Nun will ein anderer Abt einen anderen Mörder in den gleichen Klostermauern beherbergen. "Warum hast du dem zugestimmt und uns damit in das Zentrum der öffentlichen Aufmerksamkeit gestoßen? Was ist mit den vielen Nachteilen die das für unser Leben in Gebet und Stille mit sich bringt?", fragen seine Mitbrüder. Wie kannst du nur einen Mörder aufnehmen, fragen die Angehörigen von Romands Frau, fragt ganz Frankreich. Durch seine Taten habe Romand all sein Mensch-Sein verloren und eine Chance auf Freiheit verloren, sagte ein Angehöriger. Die Antwort auf diese berechtigten Fragen sei einfach, sagt der Abt: das Evangelium.

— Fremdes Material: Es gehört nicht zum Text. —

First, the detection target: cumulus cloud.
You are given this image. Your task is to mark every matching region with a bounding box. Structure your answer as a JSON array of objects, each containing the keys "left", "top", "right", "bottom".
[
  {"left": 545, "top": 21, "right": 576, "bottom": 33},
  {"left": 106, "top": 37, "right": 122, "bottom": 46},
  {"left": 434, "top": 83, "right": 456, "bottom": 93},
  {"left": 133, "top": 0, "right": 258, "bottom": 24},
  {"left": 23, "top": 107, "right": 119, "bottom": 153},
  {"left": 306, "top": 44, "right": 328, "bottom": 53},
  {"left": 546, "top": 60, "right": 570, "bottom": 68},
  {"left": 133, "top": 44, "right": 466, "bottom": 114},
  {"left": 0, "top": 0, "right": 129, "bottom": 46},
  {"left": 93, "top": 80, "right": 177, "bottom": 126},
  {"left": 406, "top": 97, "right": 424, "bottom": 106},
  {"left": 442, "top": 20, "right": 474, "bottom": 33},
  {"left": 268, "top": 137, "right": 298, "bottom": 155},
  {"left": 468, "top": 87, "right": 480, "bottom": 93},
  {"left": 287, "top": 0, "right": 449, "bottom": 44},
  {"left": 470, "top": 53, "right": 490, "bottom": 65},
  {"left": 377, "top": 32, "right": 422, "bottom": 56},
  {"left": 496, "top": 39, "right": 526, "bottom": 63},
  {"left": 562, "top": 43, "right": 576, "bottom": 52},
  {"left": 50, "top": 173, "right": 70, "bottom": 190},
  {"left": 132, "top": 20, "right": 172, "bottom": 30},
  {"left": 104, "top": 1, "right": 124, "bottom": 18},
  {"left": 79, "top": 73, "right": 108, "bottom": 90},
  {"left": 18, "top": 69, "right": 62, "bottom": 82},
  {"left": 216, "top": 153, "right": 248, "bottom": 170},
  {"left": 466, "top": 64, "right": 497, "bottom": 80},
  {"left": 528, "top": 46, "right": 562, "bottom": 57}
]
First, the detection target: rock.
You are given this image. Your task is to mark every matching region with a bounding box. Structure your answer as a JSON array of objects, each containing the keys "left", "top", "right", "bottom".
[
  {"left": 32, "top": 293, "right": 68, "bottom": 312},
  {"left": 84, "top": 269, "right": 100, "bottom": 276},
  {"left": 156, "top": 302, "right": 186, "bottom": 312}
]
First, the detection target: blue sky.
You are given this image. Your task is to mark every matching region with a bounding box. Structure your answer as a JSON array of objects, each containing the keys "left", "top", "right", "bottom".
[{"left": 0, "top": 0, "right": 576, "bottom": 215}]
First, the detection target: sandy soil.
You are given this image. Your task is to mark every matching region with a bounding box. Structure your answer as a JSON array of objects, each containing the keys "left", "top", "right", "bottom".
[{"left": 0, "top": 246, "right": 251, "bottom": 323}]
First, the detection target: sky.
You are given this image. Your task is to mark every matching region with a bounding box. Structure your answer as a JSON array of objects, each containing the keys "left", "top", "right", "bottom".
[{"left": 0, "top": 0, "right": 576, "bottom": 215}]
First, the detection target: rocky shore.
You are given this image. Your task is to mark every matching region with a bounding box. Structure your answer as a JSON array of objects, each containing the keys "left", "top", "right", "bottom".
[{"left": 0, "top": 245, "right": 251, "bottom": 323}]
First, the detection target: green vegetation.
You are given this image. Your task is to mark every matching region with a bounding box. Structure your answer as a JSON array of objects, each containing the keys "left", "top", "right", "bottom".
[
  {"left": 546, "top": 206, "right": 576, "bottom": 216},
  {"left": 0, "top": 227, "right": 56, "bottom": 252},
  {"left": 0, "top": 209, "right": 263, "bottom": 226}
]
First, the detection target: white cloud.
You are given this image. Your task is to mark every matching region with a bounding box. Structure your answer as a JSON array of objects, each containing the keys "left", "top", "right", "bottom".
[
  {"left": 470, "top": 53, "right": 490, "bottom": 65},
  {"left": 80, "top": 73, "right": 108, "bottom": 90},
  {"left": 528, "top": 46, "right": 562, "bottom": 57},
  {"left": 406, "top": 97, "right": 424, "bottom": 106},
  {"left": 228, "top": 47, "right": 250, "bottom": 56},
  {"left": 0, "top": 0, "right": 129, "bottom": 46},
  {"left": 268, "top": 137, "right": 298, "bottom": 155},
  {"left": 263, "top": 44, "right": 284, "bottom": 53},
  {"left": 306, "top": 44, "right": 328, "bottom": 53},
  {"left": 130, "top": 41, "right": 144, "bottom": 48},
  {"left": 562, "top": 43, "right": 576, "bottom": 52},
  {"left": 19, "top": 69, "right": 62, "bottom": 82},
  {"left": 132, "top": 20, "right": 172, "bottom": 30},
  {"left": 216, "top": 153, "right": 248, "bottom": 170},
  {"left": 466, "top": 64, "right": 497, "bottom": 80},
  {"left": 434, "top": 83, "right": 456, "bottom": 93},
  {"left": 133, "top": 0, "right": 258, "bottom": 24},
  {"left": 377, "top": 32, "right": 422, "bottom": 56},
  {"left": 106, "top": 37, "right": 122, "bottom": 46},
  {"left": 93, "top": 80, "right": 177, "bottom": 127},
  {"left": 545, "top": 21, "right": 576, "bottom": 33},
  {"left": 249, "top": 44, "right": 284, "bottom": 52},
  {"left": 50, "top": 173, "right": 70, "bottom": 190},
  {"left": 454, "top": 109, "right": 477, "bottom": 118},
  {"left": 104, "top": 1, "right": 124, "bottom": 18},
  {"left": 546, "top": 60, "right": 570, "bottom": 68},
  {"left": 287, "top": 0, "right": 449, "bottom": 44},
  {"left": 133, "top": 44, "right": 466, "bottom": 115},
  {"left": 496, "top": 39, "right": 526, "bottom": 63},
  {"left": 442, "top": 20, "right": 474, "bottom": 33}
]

"Erinnern wir uns an den Blick Christi auf den guten Dieb und auf die Sünderin Maria Magdalena. Es ist ein Wort, an das Papst Franziskus nicht müde wird uns zu erinnern: Gnade." Das Kloster sei ein Ort der Suche nach Gott. Romand ist nach Einschätzung des Abtes ein Suchender. Man wolle auch einem verurteilten Serienmörder mit Barmherzigkeit begegnen, wenn er seine Sünden bereue. Romand muss eine elektronische Fußfessel tragen. Er darf das Klostergelände nur zu bestimmten Zeiten und die Klostergebäude nachts gar nicht mehr verlassen. Man nehme ihn zunächst für zwei Jahre auf, sagt der Abt.